Article ID | Journal | Published Year | Pages | File Type |
---|---|---|---|---|
2022838 | Regulatory Peptides | 2010 | 9 Pages |
Abstract
Oxidative stress has been considered as the possible mechanism of renal ischemia/reperfusion injury. l-carnitine is an endogenous mitochondrial membrane compound and could effectively protect ischemia-reperfusion injury in the kidney. To elucidate the nephroprotective effects of l-carnitine, here we assessed the effect of l-carnitine on hydrogen peroxide (H2O2)-mediated oxidative stress in the human proximal tubule epithelial cell line, HK-2 cells.
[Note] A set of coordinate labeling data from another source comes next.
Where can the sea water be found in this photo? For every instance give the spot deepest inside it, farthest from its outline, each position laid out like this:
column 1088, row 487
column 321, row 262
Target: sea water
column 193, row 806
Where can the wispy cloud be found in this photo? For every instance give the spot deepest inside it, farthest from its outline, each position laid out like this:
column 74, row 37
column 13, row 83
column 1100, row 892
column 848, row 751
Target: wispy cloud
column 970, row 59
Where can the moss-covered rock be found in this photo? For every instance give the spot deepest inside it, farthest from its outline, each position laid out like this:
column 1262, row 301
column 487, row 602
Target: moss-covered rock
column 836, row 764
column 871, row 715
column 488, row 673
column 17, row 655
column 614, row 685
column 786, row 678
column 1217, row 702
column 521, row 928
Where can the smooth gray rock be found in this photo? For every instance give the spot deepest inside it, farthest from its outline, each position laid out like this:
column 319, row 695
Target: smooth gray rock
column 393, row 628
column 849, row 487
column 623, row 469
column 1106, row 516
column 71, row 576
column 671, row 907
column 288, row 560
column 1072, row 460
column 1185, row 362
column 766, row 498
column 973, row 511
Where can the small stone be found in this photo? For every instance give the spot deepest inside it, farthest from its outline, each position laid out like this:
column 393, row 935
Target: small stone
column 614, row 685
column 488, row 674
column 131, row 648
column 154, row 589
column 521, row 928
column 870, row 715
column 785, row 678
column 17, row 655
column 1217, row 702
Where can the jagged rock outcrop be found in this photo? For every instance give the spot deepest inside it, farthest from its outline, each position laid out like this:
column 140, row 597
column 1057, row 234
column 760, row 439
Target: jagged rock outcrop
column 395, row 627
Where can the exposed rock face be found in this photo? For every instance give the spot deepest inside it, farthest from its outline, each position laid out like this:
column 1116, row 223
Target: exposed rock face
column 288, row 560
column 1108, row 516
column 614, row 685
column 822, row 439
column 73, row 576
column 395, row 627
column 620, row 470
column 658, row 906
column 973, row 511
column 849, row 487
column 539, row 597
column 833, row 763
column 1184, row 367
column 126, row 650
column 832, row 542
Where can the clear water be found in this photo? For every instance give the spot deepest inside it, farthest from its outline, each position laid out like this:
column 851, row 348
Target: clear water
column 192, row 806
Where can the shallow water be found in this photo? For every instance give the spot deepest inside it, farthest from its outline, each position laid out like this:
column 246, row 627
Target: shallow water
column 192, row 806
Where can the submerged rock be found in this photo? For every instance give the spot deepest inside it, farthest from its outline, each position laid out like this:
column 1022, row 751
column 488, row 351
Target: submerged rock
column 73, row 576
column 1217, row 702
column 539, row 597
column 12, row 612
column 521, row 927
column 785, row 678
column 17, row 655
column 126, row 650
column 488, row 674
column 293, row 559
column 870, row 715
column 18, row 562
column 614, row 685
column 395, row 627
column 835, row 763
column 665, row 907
The results showed that pretreatment with l-carnitine 12Â h inhibited H2O2-induced cell viability loss, intracellular reactive oxygen species generation and lipid peroxidation in a concentration-dependent manner. Also l-carnitine promoted endogenous antioxidant defense components including total antioxidative capacity, glutathione peroxidase, catalase and superoxide dismutase. In parallel, cell apoptosis triggered by H2O2 characterized with the DNA fragment and caspase-3 activity were also inhibited by l-carnitine. Furthermore, mitochondrial dysfunction associated with cell apoptosis including membrane potential loss, down-regulation of Bcl-2 and up-regulation of Bax and the release of cytochrome c were abrogated in the presence of l-carnitine. These results suggested that l-carnitine could protect HK-2 cells from H2O2-induced injury through the inhibition of oxidative damage, mitochondria dysfunction and ultimately inhibition of cell apoptosis, which indicates that l-carnitine may be a promising approach for the treatment of oxidative stress in renal diseases.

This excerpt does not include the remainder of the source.